Monday, November 19, 2012

Review: 'Angel: After the Fall' (slipcase edition)

“Buffy the Vampire Slayer” receives the vast majority of geek love, but I personally preferred its spin-off. “Angel” was more adult, less cutesy pie (no talk of “smoochies” or “scoobies” to offend the ear). Although the title character—Buffy’s brooding, befanged ex-beau—was a bit of a drip, the supporting players were almost uniformly fab. And while “Buffy” certainly declined in quality over time, “Angel” hit its stride in season five when he and his gang took over an evil law firm (I know, I know, they’re all evil. Hardy har).

Sad then that season five was “Angel”’s last. Creator Joss Whedon was well aware his show was reaching its end, so the cliff hanger-flavored finale that found the Angel crew facing demonically insurmountable odds in a rainy alley was not really supposed to be resolved. At least not on TV. Three years after the WB gave “Angel” the corporate boot to make room for more episodes of “One Tree Hill” or whatever, it was back in comic book form.

Instead of picking up right where the TV series left off, Angel: After the Fall pulled a classic Whedon trick by not giving the readers what they think they want. We’ve jumped ahead several months to find some of our old friends are ghosts, others are vampires, and others were vampires and are now human. Our old friend Los Angeles has been transformed into hell. There’s also a telekinetic fish. Seriously.

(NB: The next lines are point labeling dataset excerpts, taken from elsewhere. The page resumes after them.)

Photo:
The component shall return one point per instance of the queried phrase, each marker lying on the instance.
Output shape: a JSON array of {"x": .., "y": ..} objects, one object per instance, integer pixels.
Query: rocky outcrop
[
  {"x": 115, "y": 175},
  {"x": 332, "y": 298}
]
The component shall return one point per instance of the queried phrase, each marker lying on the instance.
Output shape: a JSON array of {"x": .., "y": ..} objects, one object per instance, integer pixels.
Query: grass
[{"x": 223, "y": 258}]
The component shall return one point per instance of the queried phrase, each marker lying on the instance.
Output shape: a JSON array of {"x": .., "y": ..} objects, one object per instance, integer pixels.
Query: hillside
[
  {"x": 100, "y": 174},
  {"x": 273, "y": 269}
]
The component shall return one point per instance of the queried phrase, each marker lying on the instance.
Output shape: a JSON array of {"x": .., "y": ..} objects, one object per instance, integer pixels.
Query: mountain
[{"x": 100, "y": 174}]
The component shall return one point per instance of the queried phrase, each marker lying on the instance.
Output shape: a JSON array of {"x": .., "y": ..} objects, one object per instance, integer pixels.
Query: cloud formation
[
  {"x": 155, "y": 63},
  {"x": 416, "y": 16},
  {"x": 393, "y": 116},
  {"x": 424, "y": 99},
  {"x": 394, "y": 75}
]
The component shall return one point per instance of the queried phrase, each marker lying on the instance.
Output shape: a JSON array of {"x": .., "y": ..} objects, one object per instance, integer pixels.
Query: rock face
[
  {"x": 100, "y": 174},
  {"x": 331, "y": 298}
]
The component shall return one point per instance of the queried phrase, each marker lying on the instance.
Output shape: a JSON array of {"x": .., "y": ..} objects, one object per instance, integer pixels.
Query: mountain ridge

As the comic series continues, we start returning to the rainy alley in patches, and the story starts to make sense. Reading this story in brief monthly installments must have been infuriating. Fortunately, now that it’s all over, IDW has compiled the whole series into a four-volume slip cased collection. Reading Angel: After the Fall in one swoop as gathered in this edition is much less frustrating. Rather, the tale is quite satisfying, and that’s coming from someone who didn’t feel cheated by the TV series’ open-ended finale. The one major flaw of the comic series is the inconsistency of its art. Whedon and writer Brian Lynch (who does a boffo job) are aided and abetted by nine different illustrators. Much of the artwork is really quite awful. There’s a likeness of Charisma Carpenter as Cordelia in volume three in which she looks like one of the alien doctors in the “Eye of the Beholder” episode of “The Twilight Zone”, and she isn’t even supposed to be a monster. Some of the art is pretty good, but it rarely strikes the right balance of photorealism and creative artistry necessary to make us forget we’re not watching this thing on TV, which of course, is what we’d rather be doing than reading comic books.